AVX2 + FMA flags are applied on x86 to let the compiler auto-vectorize. The combined Cython directives (boundscheck=False, wraparound=False, cdivision=True, initializedcheck=False) eliminate nearly all Python overhead from the inner loop.

Testing against PyTorch and SciPy

Every supported mode is tested against the reference implementation it is supposed to match. For nearest, linear, area, and grid_sample, that’s PyTorch. For cubic, it’s SciPy. This isn’t just a correctness check — it’s also documentation. The test suite is the canonical statement of behavioral compatibility:

torch_output = F.interpolate(input, size, mode='trilinear', align_corners=False)
cython_output = volresample.resample(input, size, mode='linear')
assert np.allclose(torch_output.numpy(), cython_output, atol=1e-5)

scipy_output = zoom(input, zoom=factors, order=3, mode='reflect', grid_mode=True)
cython_output = volresample.resample(input, size, mode='cubic', align_corners=False)
assert np.allclose(scipy_output, cython_output, atol=1e-5)

What it doesn’t do

To be honest about scope:

No GPU. If your data is already on a CUDA device, use PyTorch. The library is for CPU workloads.
No 2D images. Not directly exposed in the API, but achievable via volumes with a singleton dimension (1, H, W). No multi-threading benefit in that case, though.
No autograd. It’s a NumPy library. There’s no gradient computation.
float32 only for trilinear/area. By design — interpolation in lower precision gives questionable results, especially for medical images where intensity values carry clinical meaning.
No complete duplication of the PyTorch or SciPy APIs. I still don’t want to carry over every historical quirk. linear is linear regardless of dimensionality, cubic is exposed as a single mode instead of mirroring SciPy’s broader spline API.

Thus:

PyTorch correspondence:

volresample	PyTorch `F.interpolate`
`mode='nearest'`	`mode='nearest-exact'`
`mode='linear', align_corners=False`	`mode='trilinear', align_corners=False`
`mode='linear', align_corners=True`	`mode='trilinear', align_corners=True`
`mode='area'`	`mode='area'`

volresample	PyTorch `F.grid_sample`
`mode='nearest'`	`mode='nearest'`
`mode='linear'`	`mode='bilinear'`

SciPy correspondence:

volresample	SciPy
`mode='cubic', align_corners=False`	`scipy.ndimage.zoom(order=3, mode='reflect', grid_mode=True)`
`mode='cubic', align_corners=True`	`scipy.ndimage.zoom(order=3, mode='reflect', grid_mode=False)`

Prior art

SciPy’s ndimage.zoom also does this and has been doing it for decades. The main differences: volresample is faster for the modes it supports, has explicit batched multi-channel support, matches PyTorch’s coordinate conventions for linear/grid sampling, and now has a cubic mode with an explicit SciPy correspondence instead of leaving users to guess how the coordinates line up.

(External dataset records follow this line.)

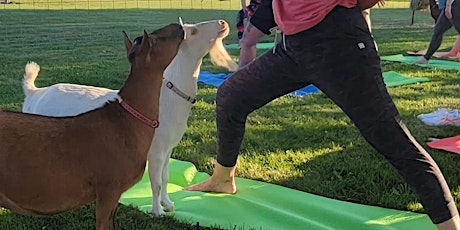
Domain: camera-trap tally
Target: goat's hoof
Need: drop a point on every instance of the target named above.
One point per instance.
(158, 213)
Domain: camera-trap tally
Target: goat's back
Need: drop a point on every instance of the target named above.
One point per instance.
(74, 156)
(62, 100)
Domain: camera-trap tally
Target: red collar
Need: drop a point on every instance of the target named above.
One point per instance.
(138, 115)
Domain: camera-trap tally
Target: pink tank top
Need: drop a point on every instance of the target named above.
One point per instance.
(294, 16)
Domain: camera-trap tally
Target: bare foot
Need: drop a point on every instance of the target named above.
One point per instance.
(422, 60)
(221, 181)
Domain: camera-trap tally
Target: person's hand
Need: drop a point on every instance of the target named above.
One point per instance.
(245, 11)
(448, 11)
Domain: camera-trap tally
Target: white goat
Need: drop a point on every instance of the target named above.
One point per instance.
(177, 95)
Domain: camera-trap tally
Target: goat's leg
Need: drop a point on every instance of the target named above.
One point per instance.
(155, 171)
(106, 204)
(168, 205)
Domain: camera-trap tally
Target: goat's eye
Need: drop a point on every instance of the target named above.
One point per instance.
(193, 31)
(138, 40)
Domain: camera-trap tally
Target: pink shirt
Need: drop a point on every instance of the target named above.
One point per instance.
(294, 16)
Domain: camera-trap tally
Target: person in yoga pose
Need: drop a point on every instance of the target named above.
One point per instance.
(313, 32)
(450, 16)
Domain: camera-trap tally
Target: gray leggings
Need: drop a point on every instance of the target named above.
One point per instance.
(442, 25)
(352, 78)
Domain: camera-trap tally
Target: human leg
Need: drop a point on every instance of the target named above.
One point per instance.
(266, 78)
(362, 95)
(442, 25)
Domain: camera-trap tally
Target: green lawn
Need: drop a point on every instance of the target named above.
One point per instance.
(302, 143)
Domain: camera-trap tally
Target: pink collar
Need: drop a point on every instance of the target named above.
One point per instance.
(138, 115)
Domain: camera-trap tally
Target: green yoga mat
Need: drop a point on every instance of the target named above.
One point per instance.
(260, 205)
(438, 63)
(392, 78)
(263, 45)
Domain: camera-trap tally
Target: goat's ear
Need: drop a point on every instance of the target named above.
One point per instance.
(128, 43)
(146, 44)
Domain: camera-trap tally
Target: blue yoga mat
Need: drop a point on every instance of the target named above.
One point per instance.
(216, 79)
(438, 63)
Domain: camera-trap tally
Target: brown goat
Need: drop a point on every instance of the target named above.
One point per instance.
(52, 165)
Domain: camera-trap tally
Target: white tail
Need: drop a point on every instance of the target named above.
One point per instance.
(28, 84)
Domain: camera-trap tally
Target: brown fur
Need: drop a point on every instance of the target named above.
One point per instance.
(52, 165)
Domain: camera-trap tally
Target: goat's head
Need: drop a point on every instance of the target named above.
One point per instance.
(159, 47)
(205, 37)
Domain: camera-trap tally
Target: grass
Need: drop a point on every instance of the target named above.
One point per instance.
(302, 143)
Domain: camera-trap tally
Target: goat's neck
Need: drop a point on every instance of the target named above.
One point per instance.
(183, 73)
(141, 91)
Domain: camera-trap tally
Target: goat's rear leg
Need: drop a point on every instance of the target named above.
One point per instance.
(155, 170)
(106, 204)
(167, 204)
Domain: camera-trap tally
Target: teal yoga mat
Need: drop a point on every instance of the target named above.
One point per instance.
(438, 63)
(260, 205)
(392, 78)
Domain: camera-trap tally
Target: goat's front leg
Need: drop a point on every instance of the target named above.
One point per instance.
(106, 204)
(168, 205)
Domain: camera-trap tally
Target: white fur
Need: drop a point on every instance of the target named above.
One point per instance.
(69, 99)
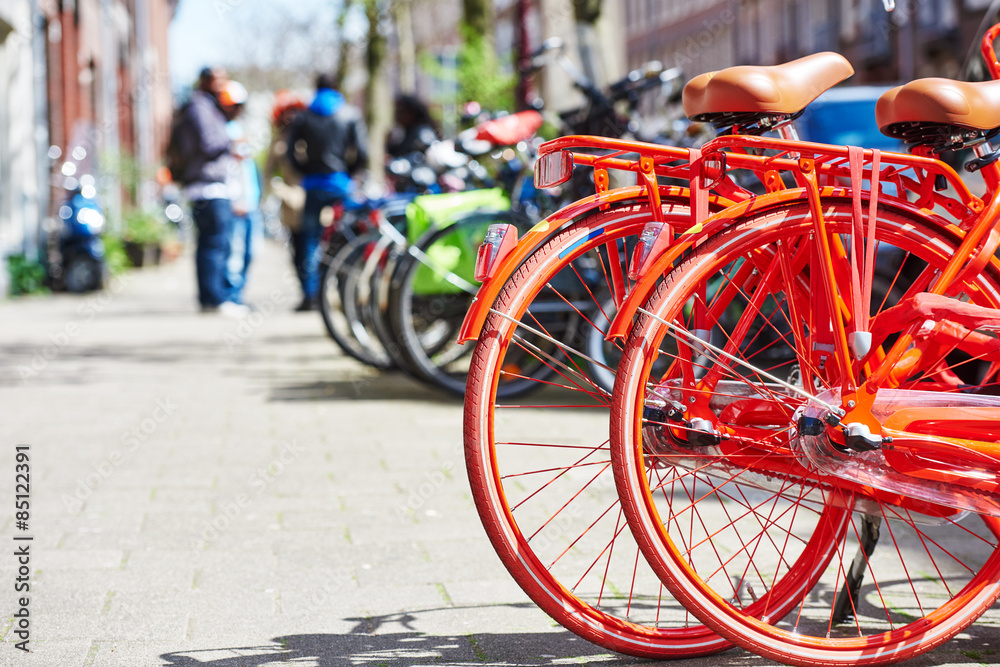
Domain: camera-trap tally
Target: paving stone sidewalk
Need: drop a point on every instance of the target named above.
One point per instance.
(213, 492)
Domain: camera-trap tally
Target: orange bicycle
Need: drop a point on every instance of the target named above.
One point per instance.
(783, 398)
(540, 467)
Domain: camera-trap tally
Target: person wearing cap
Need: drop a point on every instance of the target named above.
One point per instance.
(205, 181)
(280, 178)
(327, 144)
(244, 192)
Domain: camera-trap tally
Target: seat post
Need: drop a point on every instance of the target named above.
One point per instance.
(788, 132)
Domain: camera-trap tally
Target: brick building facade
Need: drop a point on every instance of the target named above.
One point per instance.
(90, 74)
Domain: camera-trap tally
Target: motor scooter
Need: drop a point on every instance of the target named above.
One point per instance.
(84, 268)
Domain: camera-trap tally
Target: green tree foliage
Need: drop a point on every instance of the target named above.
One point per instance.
(587, 11)
(480, 77)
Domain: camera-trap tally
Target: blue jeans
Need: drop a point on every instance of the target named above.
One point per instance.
(214, 220)
(305, 242)
(246, 232)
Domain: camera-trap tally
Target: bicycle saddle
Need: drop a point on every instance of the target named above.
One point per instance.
(766, 90)
(940, 102)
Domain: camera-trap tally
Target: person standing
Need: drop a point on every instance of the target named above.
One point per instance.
(244, 193)
(280, 178)
(199, 158)
(327, 144)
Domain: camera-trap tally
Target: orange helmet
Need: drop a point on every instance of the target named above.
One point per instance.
(285, 101)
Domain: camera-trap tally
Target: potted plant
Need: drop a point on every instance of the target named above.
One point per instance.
(141, 237)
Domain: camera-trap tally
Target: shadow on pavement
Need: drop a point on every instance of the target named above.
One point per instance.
(382, 387)
(364, 645)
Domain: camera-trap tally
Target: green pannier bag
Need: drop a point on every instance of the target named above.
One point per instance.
(454, 253)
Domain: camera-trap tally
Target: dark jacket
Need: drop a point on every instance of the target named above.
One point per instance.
(208, 141)
(328, 138)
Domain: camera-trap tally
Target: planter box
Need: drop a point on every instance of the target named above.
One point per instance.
(142, 254)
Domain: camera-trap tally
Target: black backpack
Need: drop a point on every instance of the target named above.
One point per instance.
(183, 148)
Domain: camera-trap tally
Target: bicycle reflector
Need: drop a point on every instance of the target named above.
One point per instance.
(713, 170)
(500, 240)
(653, 241)
(552, 169)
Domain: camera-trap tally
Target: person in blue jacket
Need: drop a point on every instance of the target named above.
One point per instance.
(202, 144)
(327, 144)
(244, 193)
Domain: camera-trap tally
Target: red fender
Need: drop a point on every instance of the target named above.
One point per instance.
(546, 229)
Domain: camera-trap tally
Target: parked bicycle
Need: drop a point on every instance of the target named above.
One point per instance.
(756, 476)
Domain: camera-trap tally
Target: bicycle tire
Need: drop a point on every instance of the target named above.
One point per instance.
(891, 621)
(425, 327)
(335, 299)
(547, 527)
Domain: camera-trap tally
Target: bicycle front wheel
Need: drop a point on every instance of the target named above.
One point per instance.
(539, 467)
(708, 468)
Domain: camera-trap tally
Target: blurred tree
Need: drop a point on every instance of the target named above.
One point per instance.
(587, 11)
(344, 50)
(480, 78)
(407, 48)
(378, 108)
(478, 17)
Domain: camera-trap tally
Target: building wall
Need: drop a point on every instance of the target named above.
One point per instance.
(19, 182)
(926, 38)
(89, 74)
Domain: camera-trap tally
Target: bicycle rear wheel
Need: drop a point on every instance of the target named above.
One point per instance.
(711, 480)
(338, 304)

SimpleITK’s ResampleImageFilter is the standard for actual clinical resampling and handles all the metadata correctly (spacing, direction cosines, etc.). volresample makes no attempt to handle image metadata — it’s a tensor operation, not a specific medical image processing library.

Closing

I’m not going to pretend this is a revolutionary piece of work. It’s a fairly small Cython library that does one thing well. But “one thing well” is exactly what some people might need.

If you’re building a medical imaging system in Python and your profiler keeps pointing at resampling, give it a try. If you find something wrong with the numerical results or the performance claims, I want to know.